El funeral de Jaques Le Blanc había sido modesto e íntimo. Hedda se había trasladado a la casa de los Potter en el Valle tras terminar la ceremonia. Y luego, había desaparecido sin avisar para volver horas más tarde solicitando una reunión con Harry.
Allí, sin más, le había pedido a Harry asilo para Lancelot Wence. El mismo Lancelot que dos años atrás había ayudado a la Rebelión durante el ataque en Hogsmeade. El mismo que había torturado a Katya Danilova. Cuya familia financiaba las operaciones clandestinas que tenían lugar en el Torreón, y cuya participación en la muerte de Jaques Le Blanc aún no quedaba clara.
Por supuesto que James había perdido los estribos de inmediato. Su relación con Hedda se encontraba transitando un espectro de grises que Albus no lograba definir. El hecho de que Hedda solicitara la protección para su ex novio no colaboraba a que la confianza entre ellos mejorara. James estaba llegando al límite de lo que podía tolerar.
Albus prefería no opinar. No confiaba en Lancelot Wence. Nunca había confiado en él. No creía que la gente fuese capaz de cambiar, no de la forma que Hedda parecía esperar. Había mucha oscuridad en Lancelot como para poder remediarlo.
Pero Hedda siempre había creído en que Lancelot podía redimirse. Incluso ahora seguía creyéndolo. Y Albus le debía demasiado a Hedda. Ella lo había apoyado ciegamente. Ahora era su turno.
Así que se mantuvo en silencio mientras James despotricaba y su padre analizaba las alternativas. Su silencio era lo mejor que podía ofrecerle a su amiga.

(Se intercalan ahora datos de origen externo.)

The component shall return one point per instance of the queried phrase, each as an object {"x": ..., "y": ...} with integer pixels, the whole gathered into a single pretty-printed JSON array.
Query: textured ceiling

—¿Dices que está arrepentido? —intervino Harry. Hedda asintió con firmeza. —¿Y tú confías en él? —insistió en ese aspecto. Hedda lanzó una mirada de soslayo hacia James antes de responder.
—Sí —dijo. James bufó, alzando las manos en el aire en un gesto de completo desconcierto.
—Esto es increíble —farfulló por lo bajo—. Papá, no podemos confiar en él —Su padre le respondió con un asentimiento tranquilo de cabeza, pero cuando volvió a hablar, se dirigió nuevamente hacia Hedda.
—¿Está dispuesto a hacer lo que sea necesario para la Orden del Fénix? —preguntó en un tono imperturbable.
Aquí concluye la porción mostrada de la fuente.